Broadcom set to own Symantec’s enterprise security business for $10.7B
Broadcom is set to acquire Symantec’s enterprise security business for $10.7 billion in cash, with the transaction expected to close in the first quarter of Broadcom's fiscal year 2020.
Broadcom is a technology company that designs, develops and supplies semiconductor and infrastructure software solutions.
The addition of Symantec's enterprise security portfolio will enable the company to expand its software offering and continue to grow as an infrastructure technology company, according to a statement.
Broadcom president and chief executive officer Hock Tan says, “M&A has played a central role in Broadcom's growth strategy and this transaction represents the next logical step in our strategy following our acquisitions of Brocade and CA Technologies.”
Tan says, “Symantec's enterprise security business is recognised as an established leader in the growing enterprise security space and has developed some of the world's most powerful defense solutions that protect against today's evolving threat landscape and secure data from endpoint to cloud.
“We look forward to expanding our footprint of mission critical infrastructure software within our core Global 2000 customer base.”
Symantec's enterprise security business offers its customers a portfolio of integrated enterprise security solutions with product lines across endpoint security, web security services, cloud security and data loss prevention.
According to the company, Broadcom will deploy Symantec's enterprise security suite through its. This will add to its differentiated portfolio license agreement (PLA) strategy.
Broadcom hopes this will offer savings to customers and create a predictable, recurring revenue stream for its business that will, in turn, drive returns for shareholders.
According to Broadcom, the transaction is expected to drive more than $2 billion of sustainable, incremental, run-rate revenues and approximately $1.3 billion of Pro Forma EBITDA, including synergies.
The transaction is expected to generate more than $1 billion of run-rate cost synergies within 12 months following close. Additionally, Broadcom expects to achieve double-digit cash-on-cash returns on its investment.

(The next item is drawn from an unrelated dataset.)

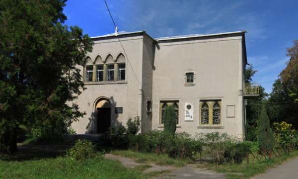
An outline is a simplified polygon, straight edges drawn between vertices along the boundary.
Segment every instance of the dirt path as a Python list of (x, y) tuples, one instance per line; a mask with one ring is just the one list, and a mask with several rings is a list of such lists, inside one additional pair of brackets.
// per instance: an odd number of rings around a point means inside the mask
[(268, 169), (265, 174), (251, 179), (298, 179), (298, 157), (290, 159), (276, 168)]
[(215, 172), (207, 170), (204, 169), (197, 168), (196, 164), (188, 164), (183, 167), (174, 167), (169, 166), (159, 166), (152, 163), (138, 163), (133, 159), (127, 157), (107, 154), (105, 155), (107, 159), (116, 160), (120, 162), (125, 167), (134, 168), (136, 166), (149, 164), (152, 167), (145, 170), (144, 172), (151, 172), (154, 171), (162, 171), (169, 170), (171, 172), (169, 173), (162, 174), (161, 176), (155, 178), (155, 179), (225, 179), (224, 174), (217, 173)]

Under the terms of the asset purchase agreement, which has been approved by the Broadcom Board of Directors, Broadcom will pay Symantec $10.7 billion in cash at closing. Broadcom intends to fund the transaction with proceeds from new committed debt financing, the company says.
Broadcom expects its current dividend policy of delivering 50% of its prior fiscal year free cash flow to shareholders to remain unchanged.
However, Broadcom now intends to use excess cash flow beyond its dividend payments to pay down debt as opposed to stock repurchases, the company says.
According to a statement, Broadcom believes access to the investment grade credit market is fundamental to its strategy and fully intends to maintain its investment grade credit rating.
The transaction is subject to regulatory approvals in the U.S., EU and Japan and other customary closing conditions.
Following the closing of the transaction, Broadcom will own and incorporate the Symantec brand name into the Broadcom portfolio.